- Born: c. 1990 (age 35–36) Tanzania
- Education: Blue Chip Flying Academy (private pilot licence); Tanzania Civil Aviation Authority (commercial pilot licence);
- Occupation: Commercial pilot
- Years active: 2009–present
- Title: Captain of Boeing 767F Freighter
- Spouse: Khamis Ahmed

= Neema Swai =

Tanzanian commercial airline pilot

Neema Swai (born c. 1990) is a Tanzanian commercial pilot. She was the first woman in Tanzania to become certified as a captain of the Boeing 767-300F "freighter" aircraft. She flies for Air Tanzania, the national airline of Tanzania. She is the first woman to make flight captain at that airline.

==Early life and education==
Neema Swai was born circa 1990 to Tanzanian parents. She is the last-born in a family of three siblings. Her mother operated a pharmacy at Kilimanjaro International Airport and Swai helped at the pharmacy when she was young. There, she observed many female pilots, which piqued her interest.

After primary school in Tanzania, she completed high school in neighbouring Uganda, taking physics, economics, geography and mathematics.

With support from her parents, she enrolled in the Blue Chip Flying Academy in Pretoria, South Africa, and obtained her private pilot licence in three months at age 19. She obtained the commercial pilot licence after another six months.

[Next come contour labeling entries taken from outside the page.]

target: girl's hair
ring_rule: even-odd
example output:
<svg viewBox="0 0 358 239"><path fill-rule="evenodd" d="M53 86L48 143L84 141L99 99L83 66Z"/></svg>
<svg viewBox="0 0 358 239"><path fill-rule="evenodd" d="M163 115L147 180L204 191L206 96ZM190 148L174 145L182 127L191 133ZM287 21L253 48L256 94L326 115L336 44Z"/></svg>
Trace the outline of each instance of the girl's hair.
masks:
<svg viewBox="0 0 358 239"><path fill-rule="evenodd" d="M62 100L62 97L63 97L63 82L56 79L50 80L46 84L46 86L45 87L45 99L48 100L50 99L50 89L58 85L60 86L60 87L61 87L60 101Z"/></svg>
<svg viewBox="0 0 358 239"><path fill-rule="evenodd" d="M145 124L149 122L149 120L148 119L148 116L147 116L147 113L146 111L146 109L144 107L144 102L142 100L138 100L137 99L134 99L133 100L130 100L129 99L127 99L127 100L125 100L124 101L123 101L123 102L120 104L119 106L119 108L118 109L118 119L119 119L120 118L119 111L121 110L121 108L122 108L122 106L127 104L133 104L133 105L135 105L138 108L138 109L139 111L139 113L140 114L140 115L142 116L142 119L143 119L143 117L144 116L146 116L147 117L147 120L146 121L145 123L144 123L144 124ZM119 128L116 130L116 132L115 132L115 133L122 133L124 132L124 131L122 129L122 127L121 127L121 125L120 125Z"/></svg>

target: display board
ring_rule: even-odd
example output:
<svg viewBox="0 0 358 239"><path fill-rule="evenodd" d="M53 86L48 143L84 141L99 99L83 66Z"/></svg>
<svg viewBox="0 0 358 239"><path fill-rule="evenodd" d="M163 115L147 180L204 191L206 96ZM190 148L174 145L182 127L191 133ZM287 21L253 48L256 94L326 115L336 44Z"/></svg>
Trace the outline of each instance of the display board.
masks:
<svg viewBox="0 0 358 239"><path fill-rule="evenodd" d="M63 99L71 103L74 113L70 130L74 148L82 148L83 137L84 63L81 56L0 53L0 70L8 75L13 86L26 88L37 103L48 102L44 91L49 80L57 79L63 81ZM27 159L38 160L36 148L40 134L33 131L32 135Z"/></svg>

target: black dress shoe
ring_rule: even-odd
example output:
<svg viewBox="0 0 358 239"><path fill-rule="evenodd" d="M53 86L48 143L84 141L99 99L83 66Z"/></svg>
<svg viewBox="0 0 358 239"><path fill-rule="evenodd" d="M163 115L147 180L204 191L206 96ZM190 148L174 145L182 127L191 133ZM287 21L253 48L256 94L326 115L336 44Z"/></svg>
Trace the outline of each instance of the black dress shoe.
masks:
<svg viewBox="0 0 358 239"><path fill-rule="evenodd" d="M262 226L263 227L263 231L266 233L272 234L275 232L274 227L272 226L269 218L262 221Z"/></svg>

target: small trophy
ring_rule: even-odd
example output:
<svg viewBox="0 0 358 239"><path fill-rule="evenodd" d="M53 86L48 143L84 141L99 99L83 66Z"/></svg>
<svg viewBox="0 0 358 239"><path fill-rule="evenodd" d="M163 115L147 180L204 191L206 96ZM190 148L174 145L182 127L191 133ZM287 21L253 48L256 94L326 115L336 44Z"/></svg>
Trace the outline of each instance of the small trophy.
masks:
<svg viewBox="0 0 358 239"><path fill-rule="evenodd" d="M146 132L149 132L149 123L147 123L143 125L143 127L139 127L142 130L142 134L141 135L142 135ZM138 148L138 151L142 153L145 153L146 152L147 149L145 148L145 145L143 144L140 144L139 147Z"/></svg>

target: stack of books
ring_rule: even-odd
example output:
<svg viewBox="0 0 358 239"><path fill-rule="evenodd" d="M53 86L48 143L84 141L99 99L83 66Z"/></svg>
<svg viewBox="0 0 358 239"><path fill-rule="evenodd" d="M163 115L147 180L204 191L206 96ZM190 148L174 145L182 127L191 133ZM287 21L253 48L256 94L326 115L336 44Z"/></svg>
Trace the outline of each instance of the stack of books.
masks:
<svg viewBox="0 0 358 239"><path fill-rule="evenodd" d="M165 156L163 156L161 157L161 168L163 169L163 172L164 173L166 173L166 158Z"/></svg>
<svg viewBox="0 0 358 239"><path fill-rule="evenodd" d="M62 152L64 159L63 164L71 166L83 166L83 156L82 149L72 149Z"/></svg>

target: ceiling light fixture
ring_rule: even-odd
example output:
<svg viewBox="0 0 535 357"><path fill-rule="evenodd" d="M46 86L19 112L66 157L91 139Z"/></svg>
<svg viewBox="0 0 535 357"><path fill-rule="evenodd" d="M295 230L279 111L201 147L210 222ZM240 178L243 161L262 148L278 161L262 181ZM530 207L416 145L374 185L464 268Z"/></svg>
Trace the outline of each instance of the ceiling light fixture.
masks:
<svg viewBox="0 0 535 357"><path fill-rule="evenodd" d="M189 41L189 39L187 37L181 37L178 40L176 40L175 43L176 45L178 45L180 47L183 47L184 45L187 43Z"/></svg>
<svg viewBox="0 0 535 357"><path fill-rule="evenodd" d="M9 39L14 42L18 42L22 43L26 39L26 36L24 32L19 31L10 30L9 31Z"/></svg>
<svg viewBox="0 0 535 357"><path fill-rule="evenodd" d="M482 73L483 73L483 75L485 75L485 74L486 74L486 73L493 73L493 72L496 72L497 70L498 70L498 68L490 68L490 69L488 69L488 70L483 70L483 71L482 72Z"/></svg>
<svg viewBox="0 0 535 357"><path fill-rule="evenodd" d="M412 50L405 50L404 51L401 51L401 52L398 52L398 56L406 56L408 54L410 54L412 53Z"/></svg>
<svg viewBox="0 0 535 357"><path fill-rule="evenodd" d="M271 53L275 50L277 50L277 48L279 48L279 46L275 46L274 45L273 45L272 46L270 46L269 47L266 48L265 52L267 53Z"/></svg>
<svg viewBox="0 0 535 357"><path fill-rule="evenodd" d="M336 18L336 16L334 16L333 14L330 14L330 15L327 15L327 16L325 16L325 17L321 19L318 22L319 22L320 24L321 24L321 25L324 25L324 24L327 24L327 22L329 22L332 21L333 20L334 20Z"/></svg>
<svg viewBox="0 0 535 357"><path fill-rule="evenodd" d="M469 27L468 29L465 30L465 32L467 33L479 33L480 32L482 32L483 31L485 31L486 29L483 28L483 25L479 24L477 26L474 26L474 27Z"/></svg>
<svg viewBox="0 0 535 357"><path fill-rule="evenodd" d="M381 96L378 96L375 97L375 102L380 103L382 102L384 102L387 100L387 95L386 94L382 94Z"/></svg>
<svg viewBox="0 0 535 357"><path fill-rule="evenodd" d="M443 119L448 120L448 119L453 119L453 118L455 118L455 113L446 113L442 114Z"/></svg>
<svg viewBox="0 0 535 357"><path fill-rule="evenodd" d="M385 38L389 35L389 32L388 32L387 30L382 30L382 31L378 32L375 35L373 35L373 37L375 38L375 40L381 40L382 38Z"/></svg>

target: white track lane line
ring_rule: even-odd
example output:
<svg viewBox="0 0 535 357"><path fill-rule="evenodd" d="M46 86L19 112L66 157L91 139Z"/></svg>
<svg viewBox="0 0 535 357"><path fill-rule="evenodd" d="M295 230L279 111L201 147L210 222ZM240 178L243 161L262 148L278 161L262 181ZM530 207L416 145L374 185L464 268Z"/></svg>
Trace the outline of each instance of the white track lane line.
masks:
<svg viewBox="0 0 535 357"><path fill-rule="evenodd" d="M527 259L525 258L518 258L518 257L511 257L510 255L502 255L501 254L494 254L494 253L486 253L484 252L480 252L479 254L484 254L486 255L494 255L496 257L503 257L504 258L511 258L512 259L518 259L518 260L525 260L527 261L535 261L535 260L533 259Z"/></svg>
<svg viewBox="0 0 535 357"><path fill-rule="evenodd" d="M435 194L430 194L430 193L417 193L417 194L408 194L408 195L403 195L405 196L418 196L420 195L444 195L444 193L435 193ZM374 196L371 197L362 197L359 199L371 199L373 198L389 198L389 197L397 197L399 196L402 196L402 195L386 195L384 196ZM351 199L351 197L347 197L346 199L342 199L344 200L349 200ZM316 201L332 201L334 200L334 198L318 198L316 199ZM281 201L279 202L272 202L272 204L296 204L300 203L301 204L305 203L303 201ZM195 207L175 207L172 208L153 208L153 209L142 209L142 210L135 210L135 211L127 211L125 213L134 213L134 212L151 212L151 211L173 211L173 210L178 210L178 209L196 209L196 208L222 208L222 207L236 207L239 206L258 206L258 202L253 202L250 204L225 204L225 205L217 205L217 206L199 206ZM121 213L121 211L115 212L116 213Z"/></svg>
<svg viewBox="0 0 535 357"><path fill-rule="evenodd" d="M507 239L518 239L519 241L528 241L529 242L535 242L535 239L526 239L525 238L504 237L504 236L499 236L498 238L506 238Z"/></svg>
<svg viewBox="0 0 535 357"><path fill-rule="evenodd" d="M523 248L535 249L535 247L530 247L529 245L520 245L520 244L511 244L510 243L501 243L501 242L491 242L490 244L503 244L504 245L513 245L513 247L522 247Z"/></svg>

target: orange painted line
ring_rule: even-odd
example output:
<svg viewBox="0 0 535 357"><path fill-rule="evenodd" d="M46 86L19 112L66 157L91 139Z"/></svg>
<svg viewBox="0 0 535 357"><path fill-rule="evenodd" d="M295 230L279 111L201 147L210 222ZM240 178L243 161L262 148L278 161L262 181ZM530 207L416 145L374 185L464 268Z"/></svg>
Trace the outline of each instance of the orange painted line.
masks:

In 2009, her training class had only two black students, and she was the only female student. On returning to Tanzania, she underwent further examination so the Tanzania Civil Aviation Authority would certify her credentials.

==Career==
Starting in 2000, Swai was employed by a Tanzanian airline, flying the ATR72-500. During the next 14 years she clocked over 8,700 flight hours.

As of December 2024 she flies as captain on the B767-300F cargo equipment owned and operated by Air Tanzania Company Limited (ACTL). As of then, she was the only female captain on that equipment class and one of only ten female pilots at that airline.

She is well regarded in Tanzania and was listed by The Citizen as one of the country's most inspirational women in 2024.

==Personal==
She is married to Fight Captain Khamis Ahmed who also is employed by Air Tanzania. She is the mother to one child.